まつやま書房TOPページWeb連載TOPページ>人生ぶらぶら散策記(沖田数馬)第三話
(2011.1.2更新)



自営業顛末記


 秩父に仕事があまりないのは重々承知で、自営業を持ってきた。宗教用具の洗浄サービスのフランチャイズ。秩父はほとんどの家に仏壇があるから沢山仕事もあるだろうと思っていた。

 まず近所に営業をして、それこそ山奥の細い道をたどって小さな集落にも行った。断られるのは慣れているが、意外とある要望が「神棚」だった。要望といっても「できるのかい?」と聞かれる程度で、冷やかしだ。秩父ではダメだと思い、寄居や児玉、毛呂山や飯能といった八高線沿線も営業した。

 広告を出した。反響は、狙いどおりの仏壇が1件、神棚の修理が1件、金箔を貼ってほしいというのが1件であった。秩父の地域広告に3回、本庄と深谷を含めたエリア1回の広告でこの程度だ。仏壇の洗浄は喜んで出かけ、お客様も綺麗になった仏壇にびっくりされていた。神棚の修理はさすがにできず、お断り。賭けに出たのが「金箔貼り」だった。

 これはある宗教法人の建物の看板で、金箔がはがれたのでスプレーをかけてしまい、変色した部分を貼りなおしてほしいというものだった。さすがに自宅に入らない大きさで、本部に価格を相談。はじめは高い価格を提示して「本部と交渉しているので」と私が折衝努力をしているふりをした。「高い価格」の半額以下にしたのだが、見事に失敗し、受注できなかった。

 葬儀社とも提携をした。葬儀社のチラシに広告を載せてもらったり、チラシを置いてもらったり。私のフランチャイズは仏壇も売ることができるので、商売敵である仏壇屋に聞いてみた。

 「秩父にはそういう需要がないのでやらないんですよ」


 地道にやるのがいちばんだと、車を走らせ営業もしていたが、ホームページも開設した。しかし問い合わせがあったのは広告会社ばかりだ。


 「○○社です。お墓の洗浄、いまの時期忙しいでしょう。高崎に○○さん(元プロレスラー)が来るので、是非一緒に写真入りでインタビューさせてもらえませんか」

 「それは幾らかかるの?」

 「10万円のところ、いま5万円でサービスします」

 広告会社ではないのだが、結局は広告ではないか。しかも何でこちらから高崎までおカネを払って出向かなければいけないんだ。アホらしいにも程がある。
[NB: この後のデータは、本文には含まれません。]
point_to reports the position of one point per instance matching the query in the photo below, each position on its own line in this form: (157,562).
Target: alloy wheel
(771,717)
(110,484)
 「SEO対策」というのだろうか、ホームページが検索で上位に来るようにするという会社から電話があった。契約をして確かにキーワードを打ち込めば上位に上がるようになったが、仕事依頼は依然としてなし。

 
「アクセス数が向上すると言っていたのに、全然来ないじゃないか」

 「アクセス数を保証するものではありません」

 「リンク先からの効果も見込めます、とありますよね」

 「契約書には記載ありません」


 はあ~ 騙された。あくまでも個人とはいえ事業主なので、消費者契約法は使えない。しかもその代金を迂闊にもクレジットで分割払いをしてしまった。弁護士相談にも行ったが、難しい案件とのことだった。


 成功している代理店もあるので、フランチャイズ本部が悪いのではない。「漁場」が悪かったのだ。金仏壇なら素人が掃除できないので儲かるのだが、唐木仏壇は丁寧に磨いている家庭が多く(訪問してみると実際にそうだった)、光り輝く仏壇もあった。廃棄寸前の汚い仏壇なら説得力があるが、そういう仏壇にはお目にかからなかった。もちろん本部に支払った契約金は戻らない

 もっとも仏壇は家具同然で、家具屋でも売られている。家具に数万円もかけてピカピカにしようと思うだろうか。艶出しするので新品同然に蘇るのがウリだが…

 秩父の男性はたいてい「てえしたもんだ、いい仕事だ。職人だ」と言ってくださるのだが、女性は「おカネをかけてまで…」という意見が多かった。

 
 財布はたいてい「おっかあ」が握っている。